Insertion drops a quote or a statistic in and moves on. Integration explains what the evidence means and connects it back to the writer's own point, so the reader understands not just what the source says but why it matters here, in this specific argument. A writer usually opens that door with a signal phrase, a short lead-in like "according to" or "the report found," that tells the reader a new voice is about to speak. Attribution comes next: naming the source specifically enough that a reader could go find it and judge its weight themselves. A vague nod to "experts" or "studies" asks for trust it hasn't earned. A named source, a dated report, a specific speaker, gives the reader something real to check.
Doug Cuthand, Cree, a member of the Little Pine First Nation in Saskatchewan and longtime Indigenous affairs columnist for the Saskatoon StarPhoenix and Regina Leader-Post, builds an argument this way in his 2025 column on the Cumberland delta. He argues that the delta, North America's largest inland delta, is shrinking because of hydro dams, irrigation, and climate change, and that this amounts to a treaty infringement against Cumberland House First Nation. He backs that claim with a lawsuit the First Nation filed against the provincial government, a historical record reaching back to the 1774 founding of Cumberland House and the 1875 signing of Treaty 5, and direct testimony, writing that "according to members of the Cumberland House First Nation," the delta is in danger of getting smaller. Each source is named specifically enough that a reader could track it down, and each one does different work: the lawsuit shows the legal stakes, the history shows what has been lost, the testimony shows who is affected and how they know it.
Cuthand does not pile up evidence for its own sake. Every source he brings in serves one claim: a shrinking delta is a treaty issue, not only an environmental one. That is the real test of integration. Not how much evidence a piece contains, but whether every source earns its place by strengthening one clear argument.

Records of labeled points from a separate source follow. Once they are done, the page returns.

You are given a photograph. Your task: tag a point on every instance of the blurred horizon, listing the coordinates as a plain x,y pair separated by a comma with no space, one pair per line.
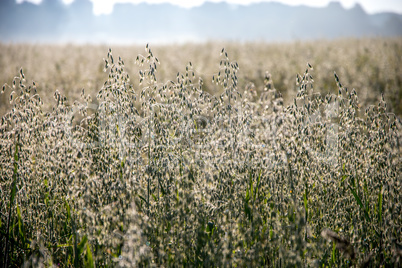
160,22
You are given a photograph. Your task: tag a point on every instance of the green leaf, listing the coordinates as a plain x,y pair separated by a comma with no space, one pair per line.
380,205
81,245
305,202
359,201
21,229
90,259
68,210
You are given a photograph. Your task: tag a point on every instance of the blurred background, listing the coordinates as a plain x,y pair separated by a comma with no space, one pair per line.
179,21
61,44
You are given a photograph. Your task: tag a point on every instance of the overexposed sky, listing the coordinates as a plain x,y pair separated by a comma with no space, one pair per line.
371,6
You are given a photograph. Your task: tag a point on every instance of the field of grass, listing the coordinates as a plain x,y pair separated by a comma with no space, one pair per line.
261,155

As you read Cuthand's column in the next section, watch for the moments where a new source enters his argument. What signal phrase brings it in, and what specific job does that piece of evidence do that the others don't already do?
Integrating evidence means explaining and connecting a source to your argument, not dropping it in and moving on.
Attribution lets a reader judge a source's credibility instead of asking for blind trust.
A signal phrase announces that a new voice, not the writer's own, is about to speak.
The strongest arguments use each piece of evidence to do a distinct job instead of repeating the same kind of proof.
More evidence is not automatically a stronger argument. Evidence strengthens an argument only when it is specific, attributed, and tied clearly to the claim.
Evidence integration: introducing a source, explaining what it says, and connecting it back to the writer's own point, rather than inserting it and moving on.
Attribution: naming a source specifically enough that a reader could locate it and judge its credibility for themselves.
Signal phrase: a short lead-in, such as "according to" or "the report found," that introduces a source before it speaks.
Paraphrase: restating a source's idea in the writer's own words while still attributing it to that source.
Source strength: how much weight a piece of evidence can reasonably carry, based on how specific, credible, and relevant it is to the exact claim being made.
Lesson 12 asked you to judge whether a source was credible and reliable. Lesson 13 asked you to notice how a speaker earns trust, reasons, and moves an audience. This lesson asks you to do what Cuthand does: find your own evidence, from more than one place, and build it into an argument that is honestly and specifically your own.